Four Thousand Weeks: Time Management for Mortals (Oliver Burkeman; 2021) yielded a number of passages for my commonplace book. (The title of this entry is taken from the introduction.) The premise? If we make it to eighty, we live for about four thousand weeks. How will we spend them? This book, writes Burkeman, “is an attempt […] to see if we can’t discover, or recover, some ways of thinking about time that do justice to our real situation: to the outrageous brevity and shimmering possibilities of our four thousand weeks.”
p. 64 In case this needs saying, it isn’t that a diagnosis of terminal illness, or a bereavement, or any other encounter with death is somehow good, or desirable, or “worth it.“ But such experiences, however wholly unwelcome, often appear to leave those who undergo them in a new and more honest relationship with time. The question is whether we might attain at least a little of that same outlook in the absence of the experience of agonizing loss.
p. 115 The trouble with being so emotionally invested in planning for the future, though, is that while it may occasionally prevent a catastrophe, the rest of the time it tends to exacerbate the very anxiety it was supposed to allay. The obsessive planner, essentially, is demanding certain reassurances from the future — but the future isn’t the sort of thing that can ever provide the reassurance he craves, for the obvious reason that it’s still in the future.
p. 116 [T]his underlying longing to turn the future into something dependable isn’t confined to compulsive planners. It’s present in anyone who worries about anything, whether or not they respond by devising elaborate timetables or hypercautious travel plans. Worry, at its core, is the repetitious experience of a mind attempting to generate a feeling of security about the future, failing, then trying again and again and again — as if the very effort of worrying might somehow help forestall disaster.
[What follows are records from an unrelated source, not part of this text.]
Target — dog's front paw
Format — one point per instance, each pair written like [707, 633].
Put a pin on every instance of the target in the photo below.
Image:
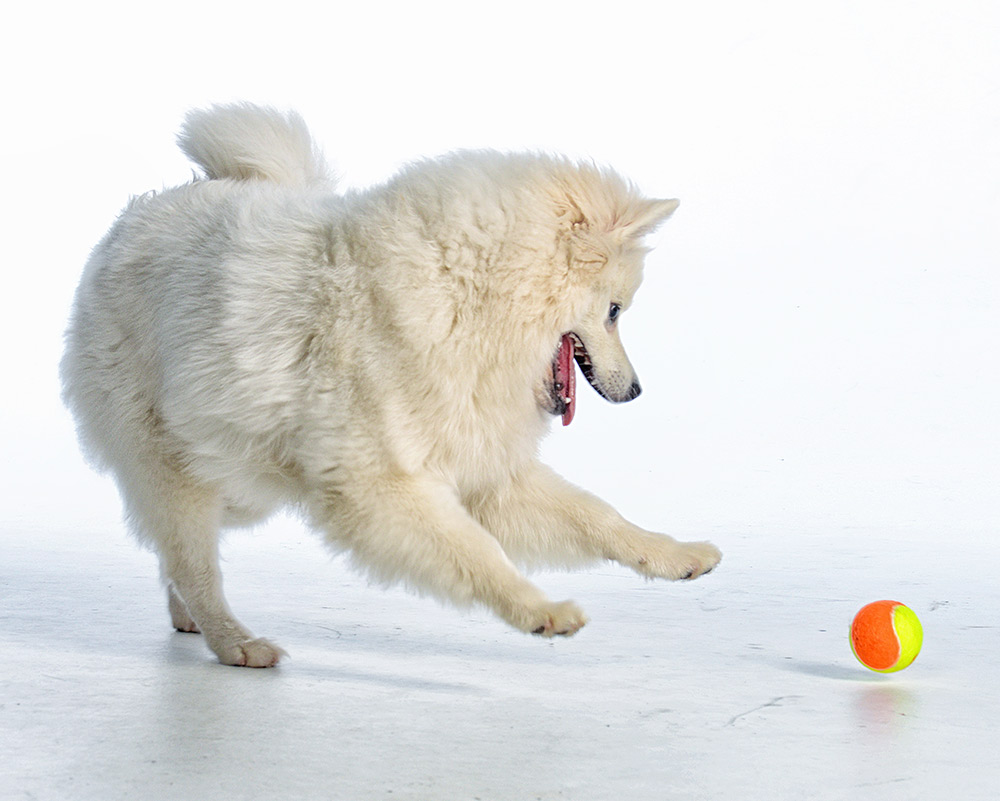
[672, 560]
[563, 619]
[250, 653]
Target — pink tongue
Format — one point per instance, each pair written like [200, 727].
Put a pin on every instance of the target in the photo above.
[566, 375]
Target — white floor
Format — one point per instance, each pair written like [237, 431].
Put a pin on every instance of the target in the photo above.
[740, 685]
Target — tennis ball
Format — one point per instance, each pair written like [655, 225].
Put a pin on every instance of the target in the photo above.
[886, 636]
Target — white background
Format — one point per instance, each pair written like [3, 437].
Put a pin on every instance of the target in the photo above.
[817, 340]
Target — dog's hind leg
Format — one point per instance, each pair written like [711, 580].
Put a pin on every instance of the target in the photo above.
[180, 518]
[413, 529]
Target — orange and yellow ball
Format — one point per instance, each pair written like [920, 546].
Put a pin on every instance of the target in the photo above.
[886, 636]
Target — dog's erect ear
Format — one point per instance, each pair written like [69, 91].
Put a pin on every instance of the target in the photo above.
[647, 217]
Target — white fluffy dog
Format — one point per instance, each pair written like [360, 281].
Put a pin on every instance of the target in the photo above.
[385, 361]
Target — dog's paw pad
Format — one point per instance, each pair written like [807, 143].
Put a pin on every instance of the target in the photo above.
[559, 620]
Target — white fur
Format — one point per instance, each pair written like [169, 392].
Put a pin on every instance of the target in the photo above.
[382, 360]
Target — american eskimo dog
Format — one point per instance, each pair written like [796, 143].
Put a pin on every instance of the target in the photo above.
[383, 360]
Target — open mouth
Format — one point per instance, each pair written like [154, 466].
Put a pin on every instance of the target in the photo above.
[563, 392]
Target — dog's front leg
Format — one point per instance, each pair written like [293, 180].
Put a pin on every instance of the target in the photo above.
[413, 530]
[540, 518]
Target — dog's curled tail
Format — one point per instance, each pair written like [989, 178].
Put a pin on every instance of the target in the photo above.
[242, 141]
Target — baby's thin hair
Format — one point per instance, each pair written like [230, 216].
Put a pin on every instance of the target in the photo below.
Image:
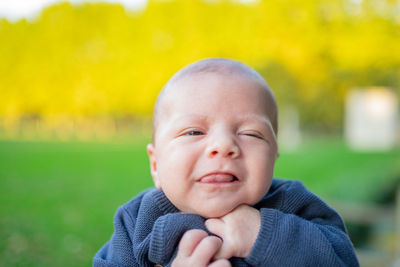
[222, 66]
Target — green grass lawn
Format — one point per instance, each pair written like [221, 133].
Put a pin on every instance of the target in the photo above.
[57, 199]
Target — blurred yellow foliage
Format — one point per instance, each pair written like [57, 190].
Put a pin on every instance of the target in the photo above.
[97, 61]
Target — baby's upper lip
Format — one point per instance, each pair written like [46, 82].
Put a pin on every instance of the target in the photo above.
[218, 176]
The fuel behind worry, in other words, is the internal demand to know, in advance, that things will turn out fine….
p. 158 The derision we heap upon the avid stamp collector or train spotter might really be a kind of defense mechanism, to spare us from confronting the possibility that they are truly happy in a way that the rest of us — pursuing our telic lives, ceaselessly in search of future fulfillment — are not.
p. 159 There’s a second sense in which hobbies pose a challenge to our reigning culture of productivity and performance: it’s fine, and perhaps preferable, to be mediocre at them.